A
Gruta
«(…) No dia seguinte, lamentavam as
suas indiscrições nocturnas e murmuravam que os anciãos dos clãs não deviam ter
autorizado a minha investigação, que os brancos não tinham nada que se meter nos
assuntos deles e que eu devia deixar de tentar penetrar na capa de segredo que envolvia
os seus ritos religiosos. Outros tentavam que eu me fosse embora, assustado com
as histórias horríveis do que tinha acontecido a anteriores gerações de investigadores
que também tinham ido longe de mais por caminhos proibidos. Um deles tinha sido
circuncidado à força, depois de ter ousado entrar em Dumghe, a montanha sagrada
da tribo. Outro tinha andado a vaguear muito perto de uma gruta sagrada no sopé
de Dumghe e tinha sido ferido com uma azagaia tradicional e muito espancado. Escapara
por pouco com vida. Quando as minhas esperanças de encontrar o indício essencial
no quebra-cabeças da identidade deles começaram a morrer, o mesmo aconteceu com
as colheitas nos campos à volta da aldeia. Durante meses, não chovera. Havia apenas
algum líquido espesso e lamacento no fundo dos furos hertzianos. Todas as manhãs,
as mulheres acartavam água em velhos bidões enferrujados de petróleo
equilibrados em cima da cabeça. Quando acabasse aquela, não restaria nada para beber.
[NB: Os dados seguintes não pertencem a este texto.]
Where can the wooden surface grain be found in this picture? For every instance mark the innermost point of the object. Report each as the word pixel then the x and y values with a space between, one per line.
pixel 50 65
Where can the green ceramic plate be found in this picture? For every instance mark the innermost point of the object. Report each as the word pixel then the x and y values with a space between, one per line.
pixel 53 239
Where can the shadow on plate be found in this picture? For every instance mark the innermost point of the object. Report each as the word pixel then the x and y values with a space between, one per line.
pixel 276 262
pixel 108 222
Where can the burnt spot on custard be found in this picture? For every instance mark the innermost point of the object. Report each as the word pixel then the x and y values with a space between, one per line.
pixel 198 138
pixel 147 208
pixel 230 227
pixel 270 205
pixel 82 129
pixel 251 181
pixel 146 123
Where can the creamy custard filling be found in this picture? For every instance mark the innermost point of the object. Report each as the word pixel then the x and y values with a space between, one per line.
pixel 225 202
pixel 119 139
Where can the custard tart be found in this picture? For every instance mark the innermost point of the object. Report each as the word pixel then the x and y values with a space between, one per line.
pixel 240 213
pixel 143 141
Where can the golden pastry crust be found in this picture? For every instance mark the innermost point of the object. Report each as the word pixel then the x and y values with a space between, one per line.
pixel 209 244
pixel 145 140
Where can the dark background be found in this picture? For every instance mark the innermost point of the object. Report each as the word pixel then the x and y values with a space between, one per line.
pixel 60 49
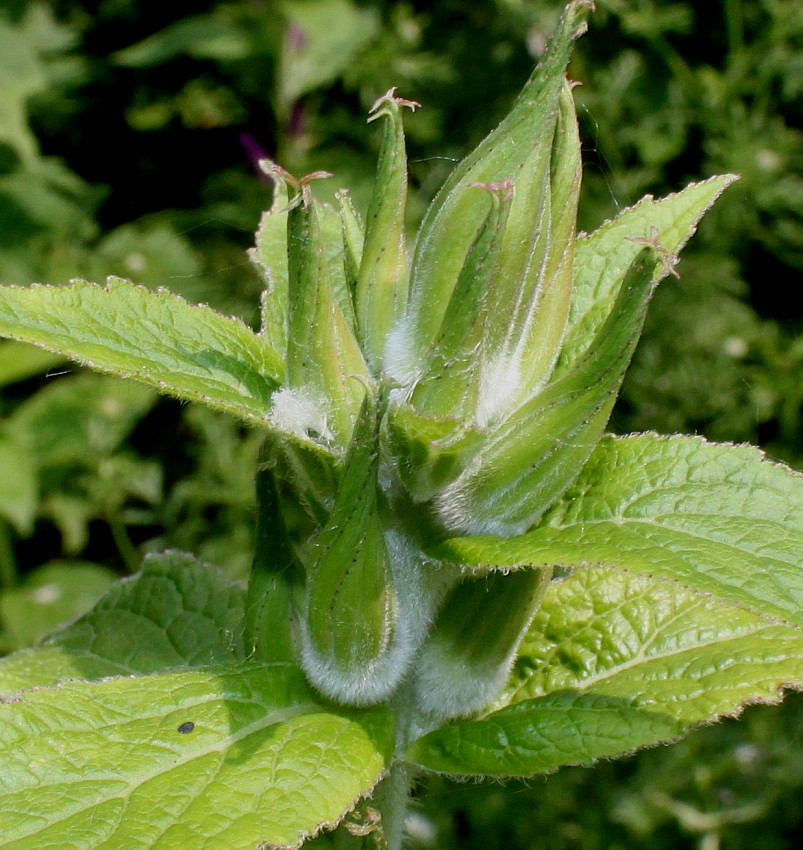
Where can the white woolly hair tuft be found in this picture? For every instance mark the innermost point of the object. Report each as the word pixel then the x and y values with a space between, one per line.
pixel 295 412
pixel 370 684
pixel 400 360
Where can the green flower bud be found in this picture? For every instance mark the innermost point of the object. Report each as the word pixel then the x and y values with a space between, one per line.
pixel 467 658
pixel 355 648
pixel 536 453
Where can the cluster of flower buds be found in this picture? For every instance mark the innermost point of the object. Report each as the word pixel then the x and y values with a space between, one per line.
pixel 421 397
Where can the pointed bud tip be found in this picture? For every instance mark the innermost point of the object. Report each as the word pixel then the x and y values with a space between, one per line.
pixel 382 104
pixel 504 188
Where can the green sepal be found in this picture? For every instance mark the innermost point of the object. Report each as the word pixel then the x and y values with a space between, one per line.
pixel 352 648
pixel 466 660
pixel 538 451
pixel 450 384
pixel 275 579
pixel 453 218
pixel 353 239
pixel 382 281
pixel 323 356
pixel 269 255
pixel 531 301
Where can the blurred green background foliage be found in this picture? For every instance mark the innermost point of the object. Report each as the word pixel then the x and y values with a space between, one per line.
pixel 130 132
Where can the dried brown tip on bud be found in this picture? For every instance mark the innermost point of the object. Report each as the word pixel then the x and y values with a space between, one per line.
pixel 389 96
pixel 504 188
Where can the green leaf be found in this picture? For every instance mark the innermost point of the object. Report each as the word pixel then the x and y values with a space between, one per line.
pixel 541 735
pixel 521 142
pixel 330 34
pixel 155 337
pixel 615 661
pixel 721 519
pixel 601 259
pixel 53 594
pixel 202 37
pixel 19 361
pixel 269 255
pixel 175 613
pixel 230 756
pixel 667 648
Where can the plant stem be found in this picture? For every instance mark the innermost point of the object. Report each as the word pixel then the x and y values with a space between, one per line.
pixel 390 799
pixel 8 563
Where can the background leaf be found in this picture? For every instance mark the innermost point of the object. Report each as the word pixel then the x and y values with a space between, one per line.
pixel 221 756
pixel 602 258
pixel 52 595
pixel 613 662
pixel 182 613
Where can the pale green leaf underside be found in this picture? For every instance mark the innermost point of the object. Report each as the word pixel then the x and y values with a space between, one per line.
pixel 104 765
pixel 602 258
pixel 720 519
pixel 156 337
pixel 613 662
pixel 662 646
pixel 541 735
pixel 175 613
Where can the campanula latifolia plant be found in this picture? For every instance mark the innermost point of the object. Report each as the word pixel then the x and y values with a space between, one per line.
pixel 456 569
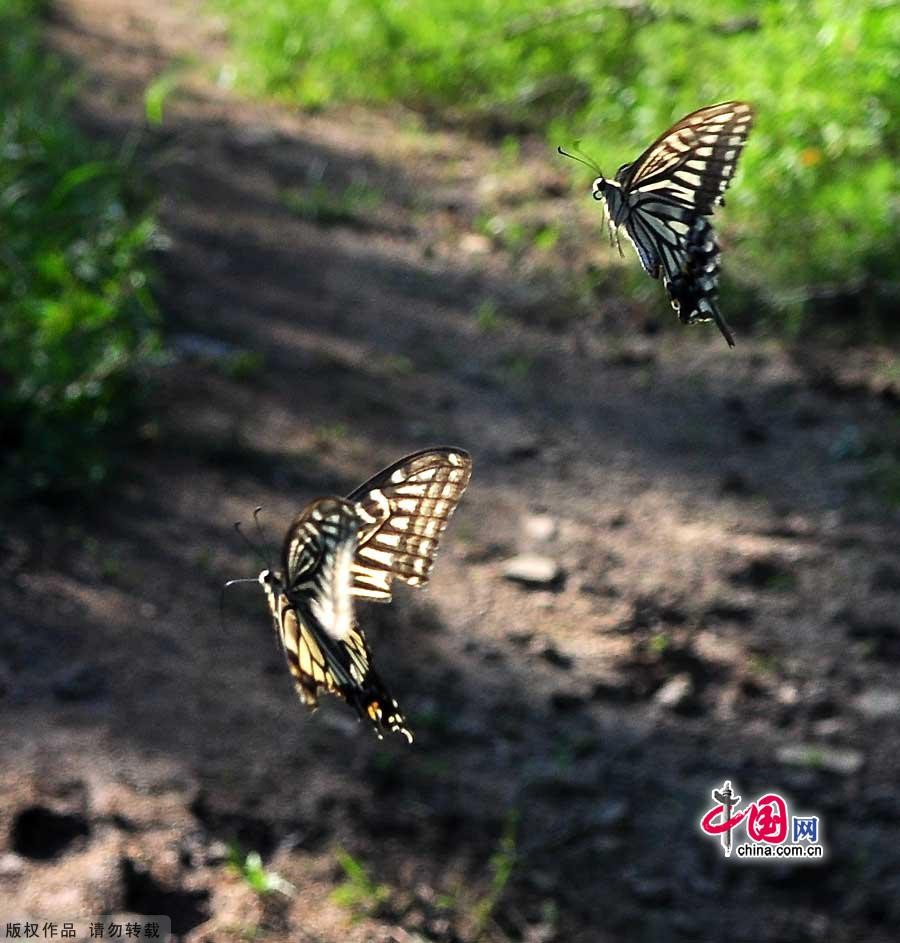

Excepto cerveja, da loja, para as pessoas com dinheiro. E não havia muita.
Naquela manhã, cedo, antes de o Sol
nascer, o chefe tinha convocado uma cerimónia da chuva. O mensageiro do chefe chegara
exactamente quando a casa começava a mexer. A fogueira de cozinhar estava a ser
acendida e estava a aquecer-se água para chá e para lavagens, que me era trazida
todas as manhãs à cubata pela filha do meu gentil anfitrião, Sevias. O mensageiro
disse a Sevias que era solicitada a sua presença nessa noite. Era um último e desesperado
lance de dados. A seca já durava há tanto tempo que as correntes que outrora traziam
vida e um ocasional peixe à aldeia tinham desaparecido completamente. Agora,
pareciam caminhos de cabras cobertos com uma grossa camada de pó fino. Sem
água, em breve a vida na aldeia tornar-se-ia impossível. A tribo teria de se mudar
para outro sítio. Mas para onde? A seca abrangia a terra toda. Ao fim da tarde,
os anciãos e os notáveis concentraram-se na grande cubata do chefe, no centro
do seu kraal, o grupo de cubatas que formava a sua propriedade. Tinham sido
convidados para beber chibuku, cerveja de milho fabricada em casa, com a
consistência de papa de flocos de aveia, dançar a noite inteira e pedir chuva aos
antepassados. Isto era a África mais profunda.
Sevias
convidou-me para o acompanhar. Enquanto caminhávamos pela terra ressequida, falou-me
dos grandes rebanhos que outrora possuíra, das árvores que se vergavam ao peso
dos frutos, do milho que costumava ser tão grande como abóboras. Fomos dos primeiros
convidados a chegar. Sentei-me ao lado de Sevias num banco de adobe que existia
a toda a volta da cubata e observámos com grande interesse os preparativos para
a festa ancestral. Nunca imaginara que me fosse permitido observar uma coisa
tão próxima como esta, sem dúvida, estava do âmago do culto deles. Eu tinha uma
máquina fotográfica, um gravador e um bloco de apontamentos. Estava bastante
certo de que aquela noite me forneceria material para, pelo menos, um artigo académico
dos que produzem forte impressão». In Tudor Parfitt, A Arca Perdida da Aliança,
2006, Livros d’Hoje, Publicações dom Quixote, 2008, ISBN 978-972-203-541-5.